La navata interna è unica, suddivisa in tre campate con pilastri laterali e coperta da un soffitto ligneo. La chiesa conserva numerose opere d'arte, fra cui il fonte battesimale, una Via Crucis e un'Ultima Cena, copia di Leonardo da Vinci. Nel coro una pala seicentesca raffigura la Madonna con santi, tra i quali san Valentino. Nella canonica si conservano un crocifisso ligneo e un'Annunciazione, che appartenevano alla chiesa originaria. Anche la sagrestia conserva testimonianze interessanti, come alcuni stendardi settecenteschi che raffigurano soggetti sacri, fra cui una Madonna della cintura.
Giuseppe Alberti
Nato probabilmente a Tesero nel 1640, era il decimo di undici figli. Rivelò ben presto doti non comuni come artista e già nel 1661 si fa notare con la pala d'altare di Montagnaga di Piné. Tra il 1664 e il 1667 frequentò l'Università di Padova seguendo i corsi di medicina e giurisprudenza. Tuttavia nel 1668 abbandona Padova e gli studi per trasferirsi a Venezia, dove resta fino al 1673. Nella città lagunare conobbe Marco Liberi che divenne il suo mentore. Negli anni veneziani seguì il naturalismo di Marcantonio Bassetti e Pier Francesco Mola, affinando il suo stile studiando le opere di Tiziano. Si recò quindi a Roma dove sviluppò le sue competenze da progettista, applicandosi nella conoscenza delle più recenti realizzazioni architettoniche.

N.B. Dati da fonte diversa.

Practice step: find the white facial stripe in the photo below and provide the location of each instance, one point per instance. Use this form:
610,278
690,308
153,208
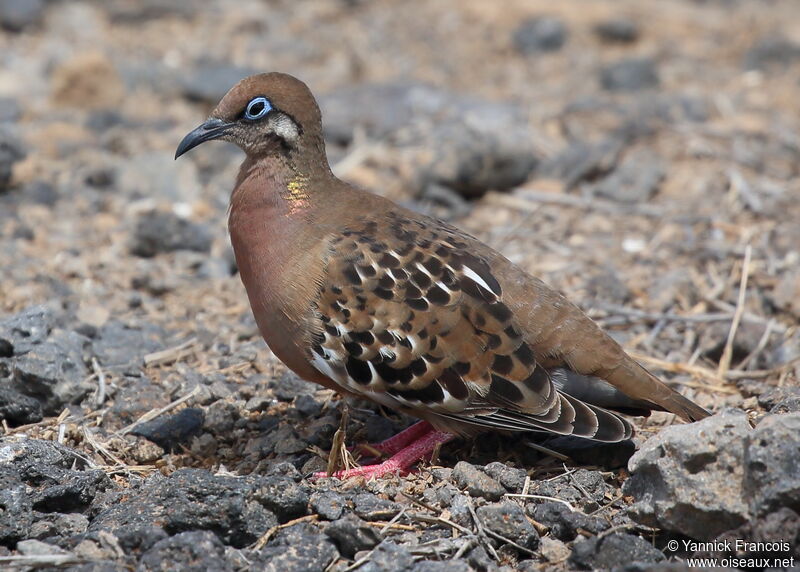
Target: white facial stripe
472,275
285,128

A Trento ottenne vari incarichi dal principe vescovo Francesco Alberti Poja, sia come pittore sia come architetto. Sua è la Pala di San Vigilio, ora conservata al Castello del Buonconsiglio, e sua la realizzazione degli affreschi della Giunta Albertiana, fatta costruire dal principe vescovo per collegare il Magno Palazzo a Castelvecchio. Progettò anche la Cappella del Crocefisso del Duomo di Trento, curandone i lavori. Fu impegnato anche a Vicenza, dove affrescò in gran parte le Gallerie di Palazzo Leoni Montanari. Dopo la morte di Francesco Alberti Poja, nel 1689, Alberti si ritirò a Cavalese, circondandosi di numerosi allievi, che diedero vita alla scuola pittorica fiemmese. Morì a Cavalese nel 1716.